– Я убила тебя, – твердила я, как молитву. – Я убила тебя. Я убила тебя.
Мне хотелось услышать, как ломается его шея, увидеть, как разлагается его лицо. Но магия исчезла, я чувствовала себя беспомощной.
Я уперлась руками в пол, и мой взгляд притянуло к шкафу. Когда-то там висела моя одежда как извращенный знак принадлежности и привязанности Эсмариса. Там же хранилось оружие.
Пока я ползла на четвереньках через комнату, Эсмарис смеялся позади:
– Думаешь, там тебя ждет свобода?
Я убила тебя. Я убила тебя. Я убила тебя…
Я едва могла двигаться, но изо всех сил пыталась повернуть ручку на дверце шкафа. Кровь заливала ладони, металл сделался скользким. Когда дверца наконец поддалась, у меня вырвался истошный крик.
В шкафу висел Макс – с затянутой на горле веревкой. Его ничего не видящие глаза были распахнуты, в ладони поник одинокий небесно-голубого оттенка цветок. От него пахло не пеплом и сиренью, а гнилью.
Я опрокинулась на свою изуродованную спину, не в силах сдержать дрожь. Эсмарис встал между мной и шкафом. Он смотрел на меня сверху вниз с невыразимой любовью – совсем как тогда, когда я просыпалась посреди ночи от кошмаров. Затем опустился передо мной на колени и погладил по щеке:
– У тебя никогда не было будущего, милая бабочка. Это всего лишь сон.
– Я убила тебя, – повторяла я снова и снова. – Я убила тебя. Я убила тебя.
– Нет. – Он прижался губами к моему лбу. – Я здесь, прямо перед тобой.
Проснись, Тисаана. Проснись. Это все ненастоящее.
Но внезапно стало так трудно различить, что настоящее, а что нет. Возможно, мне приснился домик с бесчисленными цветами вокруг и улыбка, начинающаяся с левого уголка рта. Возможно, мне приснилась свободная жизнь.

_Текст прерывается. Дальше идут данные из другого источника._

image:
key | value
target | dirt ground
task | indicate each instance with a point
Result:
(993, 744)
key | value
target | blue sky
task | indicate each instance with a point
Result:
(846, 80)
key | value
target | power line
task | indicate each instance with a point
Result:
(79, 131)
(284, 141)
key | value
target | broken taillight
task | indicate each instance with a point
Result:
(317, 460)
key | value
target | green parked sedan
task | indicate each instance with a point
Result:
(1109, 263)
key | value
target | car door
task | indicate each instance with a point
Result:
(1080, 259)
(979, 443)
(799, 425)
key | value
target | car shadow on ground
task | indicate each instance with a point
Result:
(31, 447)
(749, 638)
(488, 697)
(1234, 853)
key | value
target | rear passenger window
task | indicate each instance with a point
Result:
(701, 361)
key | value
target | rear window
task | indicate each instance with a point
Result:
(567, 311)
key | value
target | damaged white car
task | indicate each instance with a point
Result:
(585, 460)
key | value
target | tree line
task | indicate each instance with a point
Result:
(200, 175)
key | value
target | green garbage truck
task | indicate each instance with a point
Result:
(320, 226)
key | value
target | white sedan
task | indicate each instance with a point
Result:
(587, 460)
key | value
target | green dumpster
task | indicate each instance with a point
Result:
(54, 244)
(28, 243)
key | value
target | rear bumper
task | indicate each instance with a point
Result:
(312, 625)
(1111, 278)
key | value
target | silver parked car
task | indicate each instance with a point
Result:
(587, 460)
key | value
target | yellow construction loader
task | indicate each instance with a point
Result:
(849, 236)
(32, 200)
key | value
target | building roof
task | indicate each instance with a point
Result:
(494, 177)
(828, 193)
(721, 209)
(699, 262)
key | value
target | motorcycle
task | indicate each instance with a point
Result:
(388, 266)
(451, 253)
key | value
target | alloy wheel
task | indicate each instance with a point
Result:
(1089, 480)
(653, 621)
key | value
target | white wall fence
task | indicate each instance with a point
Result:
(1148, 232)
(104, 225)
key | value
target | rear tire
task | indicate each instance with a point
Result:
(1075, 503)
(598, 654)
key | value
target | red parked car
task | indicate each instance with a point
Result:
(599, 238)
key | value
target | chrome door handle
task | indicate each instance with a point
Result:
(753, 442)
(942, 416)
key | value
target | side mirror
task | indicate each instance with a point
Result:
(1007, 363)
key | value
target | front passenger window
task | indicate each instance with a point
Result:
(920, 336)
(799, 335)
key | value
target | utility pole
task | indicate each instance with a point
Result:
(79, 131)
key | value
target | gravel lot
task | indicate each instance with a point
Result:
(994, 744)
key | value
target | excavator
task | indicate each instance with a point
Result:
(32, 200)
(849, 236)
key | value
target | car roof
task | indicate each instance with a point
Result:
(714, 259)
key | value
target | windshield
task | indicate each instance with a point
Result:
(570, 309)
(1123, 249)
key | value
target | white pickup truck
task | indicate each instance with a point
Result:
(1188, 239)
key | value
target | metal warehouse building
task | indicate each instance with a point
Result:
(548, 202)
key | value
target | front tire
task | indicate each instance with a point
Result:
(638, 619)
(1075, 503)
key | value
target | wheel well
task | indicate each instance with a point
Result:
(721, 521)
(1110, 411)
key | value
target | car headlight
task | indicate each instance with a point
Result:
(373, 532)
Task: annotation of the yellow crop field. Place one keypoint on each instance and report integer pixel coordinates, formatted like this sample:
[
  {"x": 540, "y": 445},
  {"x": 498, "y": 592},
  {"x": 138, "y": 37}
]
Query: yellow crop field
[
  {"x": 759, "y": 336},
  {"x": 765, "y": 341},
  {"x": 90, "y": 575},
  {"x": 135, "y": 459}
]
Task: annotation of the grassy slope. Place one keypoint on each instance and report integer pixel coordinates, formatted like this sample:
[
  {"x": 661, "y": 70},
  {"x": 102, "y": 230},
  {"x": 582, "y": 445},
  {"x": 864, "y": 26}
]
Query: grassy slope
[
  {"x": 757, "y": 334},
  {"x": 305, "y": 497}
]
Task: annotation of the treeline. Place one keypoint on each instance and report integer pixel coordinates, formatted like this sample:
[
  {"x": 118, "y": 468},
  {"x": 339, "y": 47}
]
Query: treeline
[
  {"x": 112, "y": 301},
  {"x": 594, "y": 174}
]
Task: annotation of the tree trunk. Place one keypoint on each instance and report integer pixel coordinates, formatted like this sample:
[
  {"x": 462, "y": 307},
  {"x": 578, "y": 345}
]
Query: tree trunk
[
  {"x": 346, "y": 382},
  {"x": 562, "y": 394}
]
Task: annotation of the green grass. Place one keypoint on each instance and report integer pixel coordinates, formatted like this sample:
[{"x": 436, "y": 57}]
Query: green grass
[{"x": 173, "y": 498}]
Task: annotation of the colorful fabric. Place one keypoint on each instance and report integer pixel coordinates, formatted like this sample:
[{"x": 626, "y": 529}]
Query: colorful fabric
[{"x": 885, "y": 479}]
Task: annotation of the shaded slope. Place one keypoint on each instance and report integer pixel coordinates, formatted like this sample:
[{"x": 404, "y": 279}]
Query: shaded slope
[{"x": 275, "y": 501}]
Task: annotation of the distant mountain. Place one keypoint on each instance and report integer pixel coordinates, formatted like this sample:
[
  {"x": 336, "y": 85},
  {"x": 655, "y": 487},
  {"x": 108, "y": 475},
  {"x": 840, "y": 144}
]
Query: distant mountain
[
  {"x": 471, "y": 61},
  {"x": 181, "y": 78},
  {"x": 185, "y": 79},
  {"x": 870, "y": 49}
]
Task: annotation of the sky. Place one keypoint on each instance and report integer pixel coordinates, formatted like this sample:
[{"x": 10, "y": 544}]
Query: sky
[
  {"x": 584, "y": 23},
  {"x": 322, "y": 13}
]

– Возвращайся в постель. – Эсмарис поднялся, протягивая мне руку. – Я прощаю тебя.
По моим щекам текли слезы. Я ощущала невероятный стыд за свою глупость. Ведь мне так повезло. Я жила в удобстве, в то время как многие люди вроде меня стали разовой рабочей силой в шахтах, на полях, между шестеренками машин. И мне достался хозяин, который любил меня, по крайней мере настолько, насколько вообще умел кого-то любить.
Я вложила свою ладонь в руку Эсмариса.
Он одарил меня улыбкой, которую приберегал для тех случаев, когда был мной очень доволен.
Но что-то не давало мне покоя. Я не шевелилась. Затем дотронулась до горла и почувствовала металл. Крылья бабочки.
Уже увереннее я обхватила ожерелье, подушечка большого пальца прижалась к обратной, плоской стороне украшения, нащупала бороздки выгравированной там стратаграммы.